COMPASSION AND SENSITIVITY are going to be scarce commodities indeed in the new Rehnquist Court. William Rehnquist's rise to the position of chief justice in June is graphic evidence of how far America has moved in the last 15 years. When he was appointed to the court in 1971 (by Richard Nixon, of course), Rehnquist's conservative views were considered extreme to the point of eccentricity. Now we can reasonably expect that he'll have upwards of 25 years to stamp those views on the U.S. system of justice.

During his service in the Justice Department in the late '60s, Rehnquist distinguished himself as a point man in the Nixon administration's drive to quash domestic dissent. He called student protesters "the new barbarians" and plotted the legal strategy for the street-sweeping mass arrest of 10,000 people (many of them simple pedestrians) during the May Day 1971 anti-war demonstrations in Washington, D.C.

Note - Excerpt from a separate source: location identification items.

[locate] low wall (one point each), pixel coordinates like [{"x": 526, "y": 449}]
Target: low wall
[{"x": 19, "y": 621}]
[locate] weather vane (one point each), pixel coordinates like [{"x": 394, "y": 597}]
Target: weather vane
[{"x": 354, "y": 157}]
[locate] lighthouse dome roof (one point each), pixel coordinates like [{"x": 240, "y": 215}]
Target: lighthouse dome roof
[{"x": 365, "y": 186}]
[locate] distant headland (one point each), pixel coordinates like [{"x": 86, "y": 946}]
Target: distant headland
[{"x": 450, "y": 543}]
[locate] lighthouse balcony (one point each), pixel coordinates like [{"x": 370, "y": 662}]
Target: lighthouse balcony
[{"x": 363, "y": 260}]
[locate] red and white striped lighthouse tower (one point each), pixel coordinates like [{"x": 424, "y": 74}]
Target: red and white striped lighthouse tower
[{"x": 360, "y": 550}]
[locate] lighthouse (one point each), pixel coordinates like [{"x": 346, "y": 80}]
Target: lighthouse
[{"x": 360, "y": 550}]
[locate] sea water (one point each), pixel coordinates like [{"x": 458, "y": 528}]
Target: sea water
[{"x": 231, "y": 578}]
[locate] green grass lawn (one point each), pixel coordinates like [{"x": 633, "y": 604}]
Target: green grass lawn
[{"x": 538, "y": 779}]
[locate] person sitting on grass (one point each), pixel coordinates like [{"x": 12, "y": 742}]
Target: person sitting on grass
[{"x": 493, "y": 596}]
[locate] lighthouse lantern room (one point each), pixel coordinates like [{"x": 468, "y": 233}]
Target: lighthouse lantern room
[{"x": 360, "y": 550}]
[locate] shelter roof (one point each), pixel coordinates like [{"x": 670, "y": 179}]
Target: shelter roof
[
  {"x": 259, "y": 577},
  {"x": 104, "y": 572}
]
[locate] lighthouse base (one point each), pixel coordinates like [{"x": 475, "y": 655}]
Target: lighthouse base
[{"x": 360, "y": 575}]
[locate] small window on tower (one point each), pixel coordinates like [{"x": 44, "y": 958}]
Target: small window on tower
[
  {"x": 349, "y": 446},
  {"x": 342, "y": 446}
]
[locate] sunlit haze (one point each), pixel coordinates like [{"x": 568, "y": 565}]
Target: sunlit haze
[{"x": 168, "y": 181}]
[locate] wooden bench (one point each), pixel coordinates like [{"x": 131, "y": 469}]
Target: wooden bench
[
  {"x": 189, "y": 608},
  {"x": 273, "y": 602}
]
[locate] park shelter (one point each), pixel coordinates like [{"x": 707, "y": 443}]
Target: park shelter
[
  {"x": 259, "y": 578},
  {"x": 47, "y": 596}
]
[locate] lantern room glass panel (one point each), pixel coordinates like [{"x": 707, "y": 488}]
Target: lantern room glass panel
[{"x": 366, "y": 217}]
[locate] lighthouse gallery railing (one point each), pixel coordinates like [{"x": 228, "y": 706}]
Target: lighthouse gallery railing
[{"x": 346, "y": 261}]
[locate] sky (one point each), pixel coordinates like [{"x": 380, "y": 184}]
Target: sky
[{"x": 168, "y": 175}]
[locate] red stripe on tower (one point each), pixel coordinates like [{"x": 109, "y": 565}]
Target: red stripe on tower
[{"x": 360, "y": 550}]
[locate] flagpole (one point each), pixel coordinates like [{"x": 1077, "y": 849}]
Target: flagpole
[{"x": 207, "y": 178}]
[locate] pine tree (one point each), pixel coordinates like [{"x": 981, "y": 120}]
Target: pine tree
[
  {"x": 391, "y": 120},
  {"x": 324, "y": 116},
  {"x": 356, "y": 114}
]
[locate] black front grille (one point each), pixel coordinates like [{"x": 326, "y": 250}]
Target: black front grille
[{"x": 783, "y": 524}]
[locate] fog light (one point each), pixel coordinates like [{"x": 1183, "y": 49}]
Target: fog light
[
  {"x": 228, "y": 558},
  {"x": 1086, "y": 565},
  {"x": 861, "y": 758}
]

Much earlier, as a clerk to then-Supreme Court Justice Robert Jackson, Rehnquist wrote a 1952 memo to his boss arguing that segregated public schooling was "right and should be reaffirmed." In 1985 Rehnquist admitted that the 1954 Brown vs. Board of Education decision outlawing segregated schools was correct after all, but he still maintained that "there was a perfectly reasonable argument the other way."

During his service on the high court, Rehnquist has established himself as an implacable foe of affirmative action to right historical discrimination against racial minorities and women. And a study of Rehnquist's record on the bench by Harvard law professor David L. Shapiro found one of his guiding principles to be the notion that conflicts between the rights of an individual citizen and the government should generally be resolved against the individual.

Judge Antonin Scalia, Reagan's appointee to fill the vacancy created by Chief Justice Warren Burger's resignation, is, if anything, more extreme than his appointed chief. Conservative columnist William Safire, himself a former Nixon speechwriter, has called Scalia "the worst enemy of free speech in America today."

In a case involving homeless protesters sleeping across from the White House in Lafayette Park in a demonstration for public shelters, Scalia wrote an opinion saying that "when the Constitution said 'speech' it meant speech and not all forms of expression." Recently Scalia ruled that on-the-job sexual harassment was not a violation of federal laws against sex discrimination. In 1979 Scalia wrote, "I am, in short, opposed to racial affirmative action for reasons of both principle and practicality." And that's that.

Reagan's new appointments do not drastically alter the court's existing numerical balance on questions of liberty and equity. But both of Reagan's men are relatively young, as judges go, and both are exceptionally skilled, vigorous, and persuasive intellectual warriors. They will likely be able to draw some of the court's waffling moderates along with their rightward momentum. Also, four other judges on the court--all in either the moderate or liberal camps--are between 77 and 80 years of age, and 16 months are left in the Reagan term for possible additional appointments.

IT IS NOW CLEAR that individual liberties and human rights can no longer be taken for granted in America. If they won't be safeguarded by the Supreme Court, then they will have to again become the subject of grassroots struggle by people of conscience. As someone once said, "Freedom ain't free."

Danny Duncan Collum is a Sojourners contributing editor.